Despite the digital leap, Mendez stressed that human intelligence still requires boots on the ground. You cannot conduct real-world recruitment from an armchair, she said, so field operations and technicians remain essential. Her career began in the CIA’s Office of Technical Service in 1970, a unit that developed covert cameras and other tradecraft. She later led disguise programs aimed at KGB, Stasi and Cuban intelligence targets. Her late husband, Tony Mendez, was the operative behind the Canadian cover used to exfiltrate US diplomats during the 1979 Iran hostage crisis, a story dramatized in the film Argo.
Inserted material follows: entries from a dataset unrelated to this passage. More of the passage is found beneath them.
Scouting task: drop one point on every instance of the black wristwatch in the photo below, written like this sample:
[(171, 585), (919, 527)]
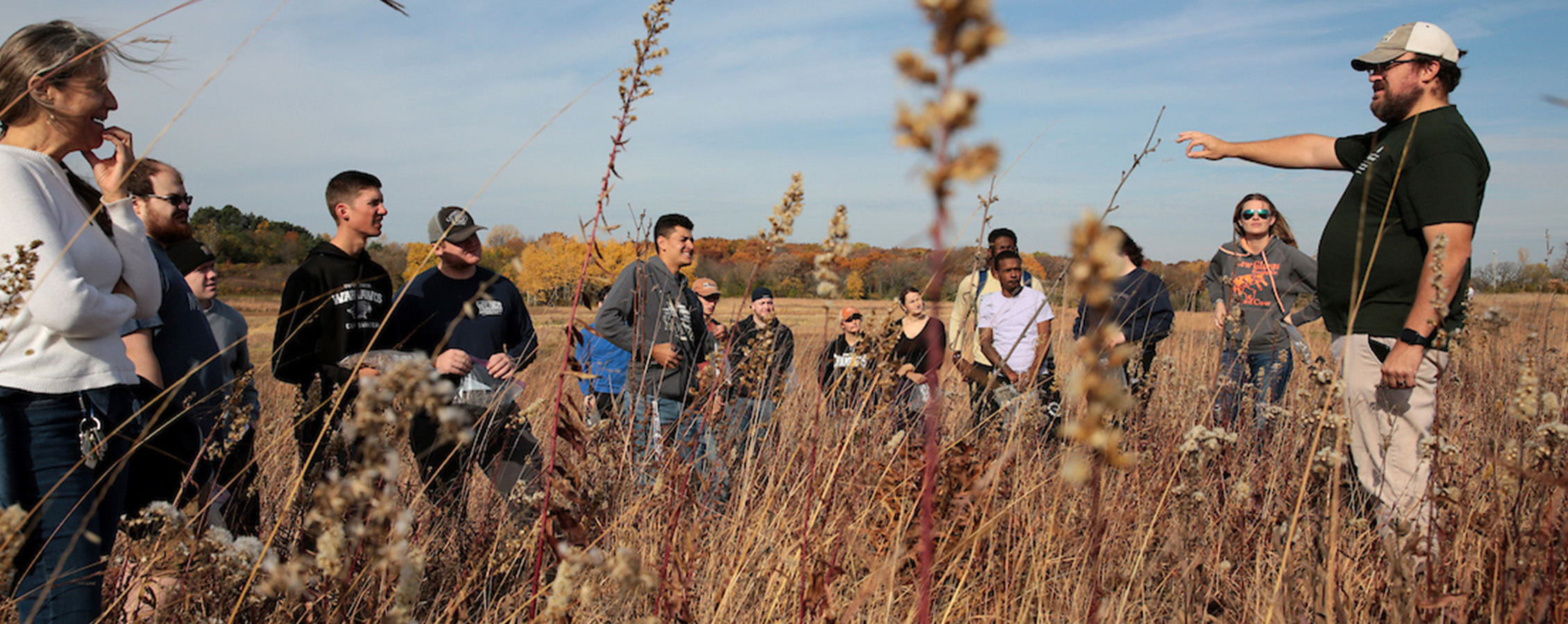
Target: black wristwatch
[(1413, 338)]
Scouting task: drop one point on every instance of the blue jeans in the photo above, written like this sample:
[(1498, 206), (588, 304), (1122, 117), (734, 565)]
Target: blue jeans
[(74, 508), (674, 425), (747, 417), (1250, 381)]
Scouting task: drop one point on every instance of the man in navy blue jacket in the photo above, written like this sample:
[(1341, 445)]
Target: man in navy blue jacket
[(477, 331)]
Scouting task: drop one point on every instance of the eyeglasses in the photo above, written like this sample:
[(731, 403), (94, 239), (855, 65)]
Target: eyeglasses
[(176, 198), (1386, 67)]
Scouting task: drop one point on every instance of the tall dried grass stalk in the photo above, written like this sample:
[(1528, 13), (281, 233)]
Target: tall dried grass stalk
[(634, 87), (962, 33), (835, 247)]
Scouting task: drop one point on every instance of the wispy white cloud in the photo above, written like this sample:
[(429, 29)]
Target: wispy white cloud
[(753, 92)]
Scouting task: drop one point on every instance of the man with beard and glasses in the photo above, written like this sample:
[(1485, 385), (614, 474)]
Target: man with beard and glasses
[(174, 353), (1393, 254)]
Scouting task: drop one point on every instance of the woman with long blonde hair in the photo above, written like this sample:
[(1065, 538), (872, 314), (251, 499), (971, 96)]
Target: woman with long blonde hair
[(65, 379)]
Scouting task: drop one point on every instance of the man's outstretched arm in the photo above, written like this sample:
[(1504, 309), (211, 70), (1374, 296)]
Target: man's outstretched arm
[(1289, 153)]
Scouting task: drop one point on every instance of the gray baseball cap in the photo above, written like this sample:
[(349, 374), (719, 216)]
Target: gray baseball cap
[(452, 223), (1421, 38)]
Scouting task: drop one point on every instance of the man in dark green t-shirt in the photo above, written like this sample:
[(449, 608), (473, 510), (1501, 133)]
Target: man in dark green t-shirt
[(1393, 253)]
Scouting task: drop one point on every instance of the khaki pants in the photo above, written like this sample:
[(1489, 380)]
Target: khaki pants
[(1386, 428)]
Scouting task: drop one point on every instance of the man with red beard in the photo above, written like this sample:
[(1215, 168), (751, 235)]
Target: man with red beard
[(181, 392), (1393, 254)]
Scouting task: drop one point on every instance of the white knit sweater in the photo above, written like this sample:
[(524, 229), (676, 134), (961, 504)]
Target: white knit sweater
[(67, 334)]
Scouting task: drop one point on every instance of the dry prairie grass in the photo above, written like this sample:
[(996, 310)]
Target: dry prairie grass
[(1195, 535)]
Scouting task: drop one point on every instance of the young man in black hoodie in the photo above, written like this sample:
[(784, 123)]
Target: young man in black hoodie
[(333, 306)]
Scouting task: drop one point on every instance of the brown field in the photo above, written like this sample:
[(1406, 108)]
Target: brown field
[(821, 521)]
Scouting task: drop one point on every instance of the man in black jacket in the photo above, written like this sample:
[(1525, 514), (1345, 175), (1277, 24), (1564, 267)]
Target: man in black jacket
[(653, 314), (479, 352), (333, 306)]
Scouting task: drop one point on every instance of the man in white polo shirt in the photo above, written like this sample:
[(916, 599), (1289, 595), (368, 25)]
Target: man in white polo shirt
[(1015, 336)]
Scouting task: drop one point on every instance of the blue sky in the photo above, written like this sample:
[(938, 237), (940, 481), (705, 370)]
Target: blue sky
[(436, 103)]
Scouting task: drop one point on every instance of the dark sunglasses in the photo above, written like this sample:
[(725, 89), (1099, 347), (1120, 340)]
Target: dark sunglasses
[(1386, 67), (176, 198)]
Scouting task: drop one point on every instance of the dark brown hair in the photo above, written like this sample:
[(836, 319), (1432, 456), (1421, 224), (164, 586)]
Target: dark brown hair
[(1281, 228)]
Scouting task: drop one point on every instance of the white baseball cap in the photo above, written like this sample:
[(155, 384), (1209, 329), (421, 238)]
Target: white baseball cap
[(1421, 38)]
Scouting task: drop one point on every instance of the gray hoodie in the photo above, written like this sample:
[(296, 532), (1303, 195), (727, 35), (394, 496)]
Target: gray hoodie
[(1264, 286), (647, 306)]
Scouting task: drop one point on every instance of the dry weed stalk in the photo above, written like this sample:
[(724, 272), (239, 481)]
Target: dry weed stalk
[(1095, 272), (962, 33), (835, 247), (781, 223)]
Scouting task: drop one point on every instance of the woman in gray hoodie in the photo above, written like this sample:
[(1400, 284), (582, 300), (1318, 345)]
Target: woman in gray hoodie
[(1253, 283)]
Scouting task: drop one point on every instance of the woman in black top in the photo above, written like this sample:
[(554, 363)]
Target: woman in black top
[(1142, 309), (919, 352)]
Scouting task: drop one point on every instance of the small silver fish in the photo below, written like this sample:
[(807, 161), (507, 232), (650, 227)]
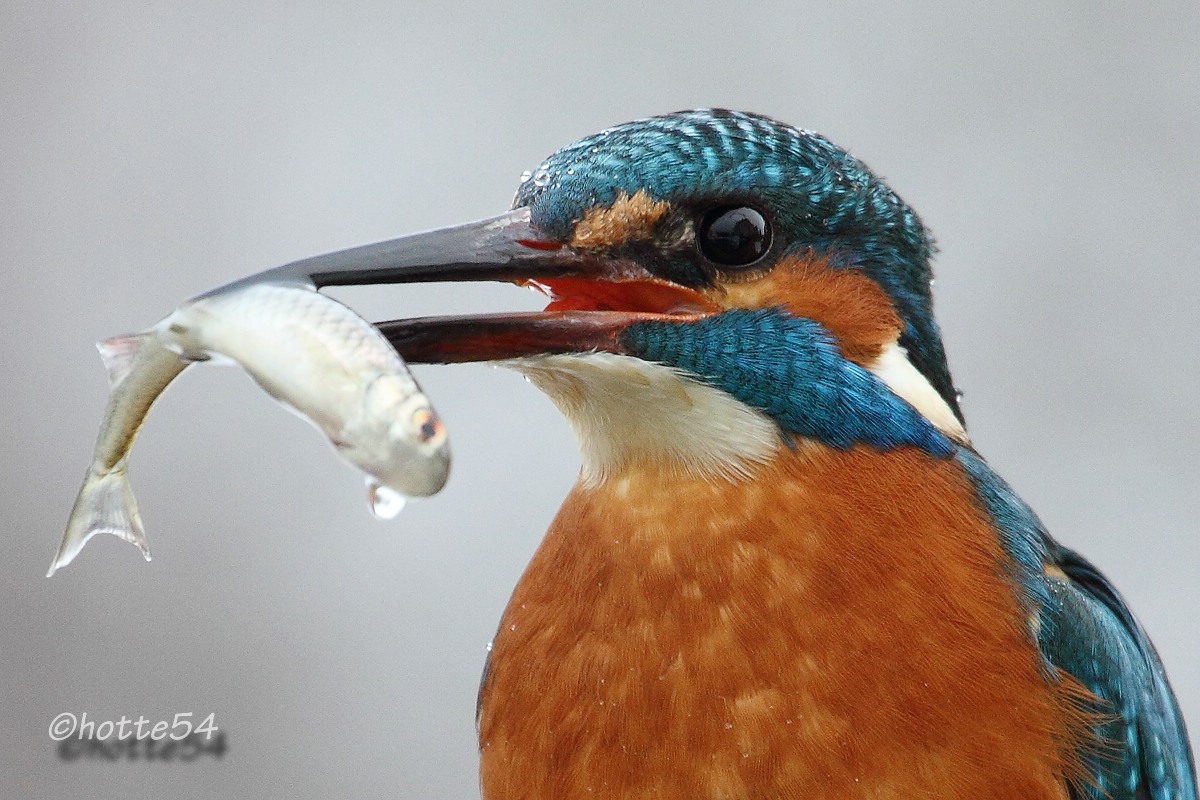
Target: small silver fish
[(306, 350)]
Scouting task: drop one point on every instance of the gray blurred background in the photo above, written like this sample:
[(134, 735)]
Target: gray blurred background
[(149, 154)]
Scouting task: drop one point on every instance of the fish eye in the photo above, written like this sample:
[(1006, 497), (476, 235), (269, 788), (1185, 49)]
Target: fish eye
[(427, 425), (733, 235)]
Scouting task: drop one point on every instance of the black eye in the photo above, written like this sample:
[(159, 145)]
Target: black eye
[(733, 235)]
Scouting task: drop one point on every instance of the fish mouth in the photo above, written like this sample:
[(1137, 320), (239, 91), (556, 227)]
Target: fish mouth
[(592, 299)]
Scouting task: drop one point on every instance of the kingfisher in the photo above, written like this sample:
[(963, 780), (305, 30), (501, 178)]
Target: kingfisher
[(784, 571)]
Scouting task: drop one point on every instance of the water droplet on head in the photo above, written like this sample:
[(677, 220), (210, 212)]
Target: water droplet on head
[(385, 503)]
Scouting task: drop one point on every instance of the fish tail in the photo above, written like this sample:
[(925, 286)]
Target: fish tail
[(106, 505)]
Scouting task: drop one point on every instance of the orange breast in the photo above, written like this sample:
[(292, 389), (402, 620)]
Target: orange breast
[(838, 627)]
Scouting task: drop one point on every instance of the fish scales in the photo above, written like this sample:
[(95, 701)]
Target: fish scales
[(309, 352)]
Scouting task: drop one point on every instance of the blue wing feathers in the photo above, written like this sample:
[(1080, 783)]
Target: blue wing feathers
[(1086, 630)]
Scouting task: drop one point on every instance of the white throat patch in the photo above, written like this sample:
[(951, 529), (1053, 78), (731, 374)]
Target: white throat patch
[(627, 410), (894, 368)]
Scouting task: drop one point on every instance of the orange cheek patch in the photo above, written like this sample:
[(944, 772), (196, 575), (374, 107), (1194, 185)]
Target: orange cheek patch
[(629, 218), (851, 306)]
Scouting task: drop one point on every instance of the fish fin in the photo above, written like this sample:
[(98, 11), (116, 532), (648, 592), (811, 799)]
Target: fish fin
[(118, 354), (106, 505)]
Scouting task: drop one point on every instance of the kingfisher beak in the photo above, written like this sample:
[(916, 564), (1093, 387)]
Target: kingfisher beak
[(592, 298)]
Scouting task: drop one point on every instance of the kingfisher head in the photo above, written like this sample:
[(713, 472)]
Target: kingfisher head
[(720, 284)]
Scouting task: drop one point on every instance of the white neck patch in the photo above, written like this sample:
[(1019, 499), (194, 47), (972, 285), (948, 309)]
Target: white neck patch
[(894, 368), (627, 410)]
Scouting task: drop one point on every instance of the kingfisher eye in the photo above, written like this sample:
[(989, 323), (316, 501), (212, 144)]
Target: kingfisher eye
[(733, 235)]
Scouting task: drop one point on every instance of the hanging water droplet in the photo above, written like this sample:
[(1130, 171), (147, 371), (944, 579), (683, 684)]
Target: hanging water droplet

At the same conference, Exabeam executives described the North Korean infiltration of a cybersecurity firm in summer 2025. According to Steve Povolny, vice president of AI strategy and security research, the attacker used a stolen identity, doctored documents and possibly a deepfaked image to clear the hiring process. Once inside, he installed malicious executables, attempted to connect to a command-and-control server, added remote-desktop and VPN software, and sought permission to ship his laptop to another location — behavior consistent with efforts to create remote access to a laptop farm.
Exabeam’s AI system, Nova, detected clusters of anomalous user activity through user and entity behavior analytics and raised alerts within 24 hours. Analysts were able to isolate and reimage the device and shut down the intrusion within a few hours, preventing a wider breach. Exabeam chose to go public with the case to warn the industry; another firm reported identifying a similar suspicious account after hearing the presentation.
In June 2025, US authorities announced coordinated actions across 16 states that seized roughly 200 computers and charged operatives accused of obtaining employment at more than 100 US companies using stolen and fake identities. The FBI has warned that North Korean operatives have leveraged such footholds to extort firms by holding stolen intellectual property and data for ransom.
The takeaways are straightforward: AI accelerates the reconnaissance and social engineering phases of espionage, deepfake and identity fraud raise hiring and vetting risks, and automated detection systems can and do catch suspicious behavior if tuned and monitored effectively. Mendez urged organizations to identify their soft spots — the ways adversaries try to gain trust inside governments and companies — and dig into those vulnerabilities before they are exploited.